I Don't Need Anything...

...Except this ashtray...
I've started thinking about Christmas Lists. And my Christmas list in particular. And not just the list where I write down the things I am giving. I've really been thinking about what I need. And I really don't need anything. And since I live outside the realm of actual stores, I don't know what is out there that I might need. So I have compiled a list of things that I want. So in case you need to gift me with something you'll have an idea where to start. (I have spent all my money on plane tickets to PA so my gift to you will be my presence. Shop accordingly.)

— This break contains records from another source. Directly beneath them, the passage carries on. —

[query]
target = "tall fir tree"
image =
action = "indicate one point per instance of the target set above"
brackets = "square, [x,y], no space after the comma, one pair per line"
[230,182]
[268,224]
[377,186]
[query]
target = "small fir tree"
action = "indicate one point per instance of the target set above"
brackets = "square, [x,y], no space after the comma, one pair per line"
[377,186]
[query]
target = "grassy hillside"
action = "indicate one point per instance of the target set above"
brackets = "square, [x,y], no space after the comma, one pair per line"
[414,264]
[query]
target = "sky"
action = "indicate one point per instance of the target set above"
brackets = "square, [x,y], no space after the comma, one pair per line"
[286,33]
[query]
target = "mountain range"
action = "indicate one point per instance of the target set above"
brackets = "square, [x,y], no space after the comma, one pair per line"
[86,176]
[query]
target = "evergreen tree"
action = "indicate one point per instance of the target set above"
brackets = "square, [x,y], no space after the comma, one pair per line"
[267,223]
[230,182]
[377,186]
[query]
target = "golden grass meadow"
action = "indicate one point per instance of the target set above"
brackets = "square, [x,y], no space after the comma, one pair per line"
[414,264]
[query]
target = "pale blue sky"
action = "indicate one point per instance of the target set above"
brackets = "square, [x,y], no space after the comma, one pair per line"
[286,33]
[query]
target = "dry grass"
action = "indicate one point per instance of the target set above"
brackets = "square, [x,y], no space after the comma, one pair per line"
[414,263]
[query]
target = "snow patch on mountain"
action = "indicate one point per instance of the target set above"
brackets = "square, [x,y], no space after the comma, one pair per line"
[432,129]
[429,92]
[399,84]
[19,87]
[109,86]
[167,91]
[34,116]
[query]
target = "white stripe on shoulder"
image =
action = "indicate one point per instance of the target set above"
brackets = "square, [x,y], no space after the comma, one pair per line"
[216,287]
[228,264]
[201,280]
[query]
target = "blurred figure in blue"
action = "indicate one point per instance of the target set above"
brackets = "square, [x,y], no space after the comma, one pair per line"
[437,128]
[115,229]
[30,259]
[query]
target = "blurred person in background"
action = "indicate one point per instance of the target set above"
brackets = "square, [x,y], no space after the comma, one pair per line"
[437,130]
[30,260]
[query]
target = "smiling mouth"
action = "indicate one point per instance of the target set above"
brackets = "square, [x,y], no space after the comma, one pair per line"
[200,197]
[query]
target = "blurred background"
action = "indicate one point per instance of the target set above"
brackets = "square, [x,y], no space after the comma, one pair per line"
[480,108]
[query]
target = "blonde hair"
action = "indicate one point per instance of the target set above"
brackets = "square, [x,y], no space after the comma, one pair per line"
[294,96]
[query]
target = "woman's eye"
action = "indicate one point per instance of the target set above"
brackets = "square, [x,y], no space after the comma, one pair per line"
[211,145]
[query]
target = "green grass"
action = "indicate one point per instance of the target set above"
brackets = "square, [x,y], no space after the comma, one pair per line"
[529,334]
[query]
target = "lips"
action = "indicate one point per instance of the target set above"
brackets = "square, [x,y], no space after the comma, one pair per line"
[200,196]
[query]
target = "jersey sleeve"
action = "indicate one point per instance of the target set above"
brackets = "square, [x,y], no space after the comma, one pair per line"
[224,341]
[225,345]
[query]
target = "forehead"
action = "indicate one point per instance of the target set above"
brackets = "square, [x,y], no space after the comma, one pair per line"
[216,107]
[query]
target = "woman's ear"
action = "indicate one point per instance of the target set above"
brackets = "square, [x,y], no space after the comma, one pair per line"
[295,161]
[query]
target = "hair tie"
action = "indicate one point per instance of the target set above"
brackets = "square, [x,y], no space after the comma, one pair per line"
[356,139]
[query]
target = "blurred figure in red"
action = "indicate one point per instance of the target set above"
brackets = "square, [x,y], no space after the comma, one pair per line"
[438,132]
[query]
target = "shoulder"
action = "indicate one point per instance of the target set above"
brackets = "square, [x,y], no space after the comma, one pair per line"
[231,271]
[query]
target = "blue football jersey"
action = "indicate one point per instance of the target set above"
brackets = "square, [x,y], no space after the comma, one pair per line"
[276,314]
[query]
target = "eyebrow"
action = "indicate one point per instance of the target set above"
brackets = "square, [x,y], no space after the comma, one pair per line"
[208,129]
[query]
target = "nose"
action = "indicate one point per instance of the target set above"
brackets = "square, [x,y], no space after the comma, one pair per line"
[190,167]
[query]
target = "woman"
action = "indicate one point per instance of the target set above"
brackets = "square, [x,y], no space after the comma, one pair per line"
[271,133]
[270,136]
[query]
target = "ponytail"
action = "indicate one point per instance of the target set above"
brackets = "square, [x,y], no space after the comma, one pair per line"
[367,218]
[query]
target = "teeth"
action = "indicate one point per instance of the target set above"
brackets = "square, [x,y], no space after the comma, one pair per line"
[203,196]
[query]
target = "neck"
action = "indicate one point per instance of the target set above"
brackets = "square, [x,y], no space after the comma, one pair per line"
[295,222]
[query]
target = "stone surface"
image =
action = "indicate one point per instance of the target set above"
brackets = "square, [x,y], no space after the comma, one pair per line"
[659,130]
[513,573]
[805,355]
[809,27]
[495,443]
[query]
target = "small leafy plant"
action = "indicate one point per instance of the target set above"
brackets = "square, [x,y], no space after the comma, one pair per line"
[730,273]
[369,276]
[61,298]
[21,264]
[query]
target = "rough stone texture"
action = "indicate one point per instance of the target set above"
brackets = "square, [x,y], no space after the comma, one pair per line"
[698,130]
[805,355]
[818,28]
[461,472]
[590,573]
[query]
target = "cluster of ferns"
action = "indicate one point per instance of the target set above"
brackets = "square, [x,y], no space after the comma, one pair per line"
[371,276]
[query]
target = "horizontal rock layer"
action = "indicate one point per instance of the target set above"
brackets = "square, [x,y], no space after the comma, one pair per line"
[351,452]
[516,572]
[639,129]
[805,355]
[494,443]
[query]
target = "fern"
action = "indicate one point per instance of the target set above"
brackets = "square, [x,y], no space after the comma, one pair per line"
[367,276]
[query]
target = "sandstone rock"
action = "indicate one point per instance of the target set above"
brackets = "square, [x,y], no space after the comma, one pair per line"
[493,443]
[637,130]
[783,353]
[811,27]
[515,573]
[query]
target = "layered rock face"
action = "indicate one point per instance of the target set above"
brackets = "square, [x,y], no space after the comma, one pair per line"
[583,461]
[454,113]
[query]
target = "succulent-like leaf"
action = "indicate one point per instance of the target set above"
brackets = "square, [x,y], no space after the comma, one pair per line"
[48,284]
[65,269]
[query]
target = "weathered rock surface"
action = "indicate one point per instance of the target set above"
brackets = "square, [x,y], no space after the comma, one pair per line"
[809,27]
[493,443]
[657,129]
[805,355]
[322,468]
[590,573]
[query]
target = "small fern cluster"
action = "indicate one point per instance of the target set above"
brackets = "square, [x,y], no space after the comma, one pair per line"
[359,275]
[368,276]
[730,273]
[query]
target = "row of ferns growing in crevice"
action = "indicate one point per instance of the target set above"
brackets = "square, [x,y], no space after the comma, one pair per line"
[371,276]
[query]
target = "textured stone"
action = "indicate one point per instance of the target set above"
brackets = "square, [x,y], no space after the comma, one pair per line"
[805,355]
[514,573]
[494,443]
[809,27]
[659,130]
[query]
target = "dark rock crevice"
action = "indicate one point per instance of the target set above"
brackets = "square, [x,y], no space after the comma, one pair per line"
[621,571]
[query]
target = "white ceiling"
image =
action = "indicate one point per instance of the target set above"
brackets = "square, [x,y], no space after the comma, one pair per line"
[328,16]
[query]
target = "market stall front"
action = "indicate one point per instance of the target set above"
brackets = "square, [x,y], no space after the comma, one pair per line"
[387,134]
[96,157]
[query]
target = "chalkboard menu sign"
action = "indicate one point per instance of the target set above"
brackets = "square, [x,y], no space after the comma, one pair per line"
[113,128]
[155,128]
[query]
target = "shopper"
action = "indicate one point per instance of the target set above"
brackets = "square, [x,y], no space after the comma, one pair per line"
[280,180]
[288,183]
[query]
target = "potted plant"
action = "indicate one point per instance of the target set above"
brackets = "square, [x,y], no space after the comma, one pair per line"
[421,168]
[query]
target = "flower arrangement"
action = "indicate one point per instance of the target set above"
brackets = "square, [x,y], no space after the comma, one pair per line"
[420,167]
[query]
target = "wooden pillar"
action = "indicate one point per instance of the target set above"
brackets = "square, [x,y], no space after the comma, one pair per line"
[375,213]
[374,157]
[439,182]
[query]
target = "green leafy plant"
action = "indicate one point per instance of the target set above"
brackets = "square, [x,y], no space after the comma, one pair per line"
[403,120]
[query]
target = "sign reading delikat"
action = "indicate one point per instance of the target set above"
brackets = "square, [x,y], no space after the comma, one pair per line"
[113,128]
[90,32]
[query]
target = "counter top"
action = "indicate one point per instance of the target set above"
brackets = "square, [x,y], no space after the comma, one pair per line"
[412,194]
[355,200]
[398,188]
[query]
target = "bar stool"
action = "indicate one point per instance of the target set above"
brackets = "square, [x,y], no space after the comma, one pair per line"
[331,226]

1. A gorillapod. (My original one broke on the fly fishing trip.) For my new little digital camera that Santa will bring me. Unless you want to gift me with a camera. Then I want one of those little Nikon things with the touch screen that Ashton Kucher takes to parties . Don't worry--Santa can return his.
2. A book about flyfishing. Essential Fly Fishing by Tom Meade
3. A book about Wyoming wildflowers. A Field Guide to Rocky Mountain Wildflowers by Frank and John Craighead OR the National Audubon Society's Wildflowers: Western Region OR Weber's Rocky Mountain Flora. Any of the books on my want list can be used. I plan to use them.
4. A book about tying my own flies. The Benchside Introduction to Fly Tying by Ted Leeson and Jim Schollmeyer. And some fly tying tools and supplies. Because I don't have enough unfinished projects in my life.
5. A pedi-egg and foot lotion. Since the clutter gene is apparently linked to the dry scaley feet gene.
6. A kayak. I was planning on using my Christmas club money to buy two kayaks, a couple of PFDs, and paddles. But instead I spent it on plane tickets. Maybe next year.
7. A Motion Plus Accessory for my Wii remote and a pink silicone case for my Wii remote with motion plus accessory. Since I will most likely be only virtual kayaking again this year. At least I want to do it with style.
7A. My own Wii remote. So I can play in party mode.
8. Pretty tops and/or lightweight sweaters. Like the kind they sell in stores with dressing rooms. Like Kohl's. Or figure flattering styles like they sell at Coldwater Creek. I would accept gift cards from either of these places, but I would rather you pick them out. You know what I like. Size L
9. A new picnic blanket. Pieced together out of genuine polyester double knit squares. Backed with a polyester sheet. Preferably lime green. Knotted together with yarn, although this detail is of minimal importance. This would be the best gift I ever got. (Except that leather wallet I got when I was about twelve. With the mushrooms on it.)
10. Ear muffs. Like the kind on the back of the LLBean catalog that wrap aound the back of my head. Just because I saw them and I want them.
11. A new flannel nightgown. (Unlike the books on my list, I want this to be new.) Because my old one is worn out. Size L
I hope that's enough to get you started.

First Nine Weeks

The Goob had a great first nine weeks of eighth grade. As his sister would say,"All 'A's and a couple of 'B's." (To which her sister would reply, "Abi, a couple of 'B's is not all 'A's.)
But it was enough to make the Gold Honor Roll.

And any time the words Excellence and Perfect are used are good times. (Even if they refer to attendance.) Good Job, Goob!

Also, FYI, there are more students in the Middle School than there are weeks in the School year. I did the math myself. Just in case you were wondering.